When taking depositions in any case, attorneys balance their zealous representation with their clients with adherence to ethical and professional guidelines. In family law cases, that adherence is even more important because minor children can suffer extreme “collateral” damage.
In a case out of Ventura County, California, a state appellate court upheld sanctions that had been imposed by a Ventura County, California judge against an attorney in a child custody case.

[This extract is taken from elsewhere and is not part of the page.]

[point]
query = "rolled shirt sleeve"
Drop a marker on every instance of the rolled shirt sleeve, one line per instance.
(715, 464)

The attorney’s questions, the judge ruled, exposed confidential information gleaned from court-ordered custody evaluations to those who shouldn’t have access to such information.
“[The opinion] affirmed the sanction slapped on attorney Lisa H. Meyer of Los Angeles but reverses the order rendering Meyer’s client jointly and severally liable.
Meyer asked Yeager several questions related to a child custody evaluation ordered by the court in the proceeding, which included a psychological report on the child.”
In general, information from child custody evaluations or psychological reports in child custody and/or visitation proceedings is confidential unless it falls under narrow exemptions. If the disclosure isn’t exempt, the Court can sanction attorneys and parties.
“Family Code §3111(d) permits the court to impose sanctions upon a determination that ‘an unwarranted disclosure of a written confidential report has been made….’ Sec. 3111(f) states that ‘a disclosure is unwarranted if it is done either recklessly or maliciously, and is not in the best interests of the child.'”
Meyer’s contention that this rule “applies only to protect the written report itself, and not the information contained in it,” was “absurd,” Presiding Judge Arthur Gilbert said. He said that while attorneys must serve their clients vigorously, their advocacy must also “be tempered by the professional and ethical constraints the legal profession demands,” and, “unfortunately, that did not happen here.”